QC of detectors and boundaries in spreadsheets
In addition to identifying personal information within non-spreadsheet documents, PI Detect and Data Breach Response also identifies table boundaries in spreadsheets and the personal information within them.
Spreadsheet QC for recall
When reviewing spreadsheets for recall, the goal is to make sure that table boundaries are detected, and that detectors are capturing any unstructured PI within the tables. To achieve this, create Recall batches for spreadsheets documents. When creating the batches, set File Type to All Excel and CSV Files.
Table Boundaries:
When table boundaries are off, the likelihood of under captures increases. For documents where the boundaries need to be adjusted, column annotations will need to be made, and the document marked complete.
Unstructured PI:
Spreadsheets can also have localized text-based PI detections. Be sure to scan through "Notes" and "Comments" columns, as they could contain a mix of PI types that may not be appropriate for full column annotation.
Spreadsheet QC for precision
To review spreadsheets headers for precision, use the Spreadsheet QC tool. For instructions on using the Spreadsheet QC tool, see Spreadsheet QC tool.
Frequently asked questions
Quality Control is an iterative process that may vary in time spent from project to project, depending on how much time you can devote to it, as well as what type of information is contained within the data set. For example, if project A requires 10 new custom detectors to be created and project B requires 5, more QC time may be allotted to project A. Usually, only 2-3 iterations of feedback incorporation are required to complete the QC process after including all detectors. To achieve this follow the guidelines below:
- QCing for Recall: For High priority PI types (such as SSNs and DOBs), perform QC until there are no under captures in your sample QC batches. Perform the same for any important custom detectors.
- QCing for Precision: Focus on the number of documents, not the accuracy of the PI annotations. QC until the number of documents you are removing per round is less than 15% of the remaining population.
- Identifying the target document population is the most important input for the review process. Therefore, evaluate the number of documents that are identified as having 1+ PI after each Incorporate Feedback round. Once the impact of the detector updates has reduced the population by only 15% or less, then you can start the review.
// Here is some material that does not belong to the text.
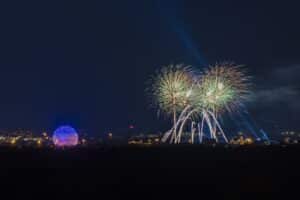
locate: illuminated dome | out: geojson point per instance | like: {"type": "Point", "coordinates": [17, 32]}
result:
{"type": "Point", "coordinates": [65, 136]}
- For example, If you identify 1000 documents with PI after the 1st round of predictions you may reduce the population by 20% to 800. After the next round of feedback you are only able to make a 10% reduction in the number of documents, to 720. After more feedback is provided, it is more difficult to reduce the population and the level of effort to make percent decrease will become greater.
There is a balance between precision and recall. If you make your detectors too precise, you could miss PI in other documents. Prioritize your document recall and refine the precision of your results during review. Because this is an interactive process, you can continue to update your detectors with feedback from the review team.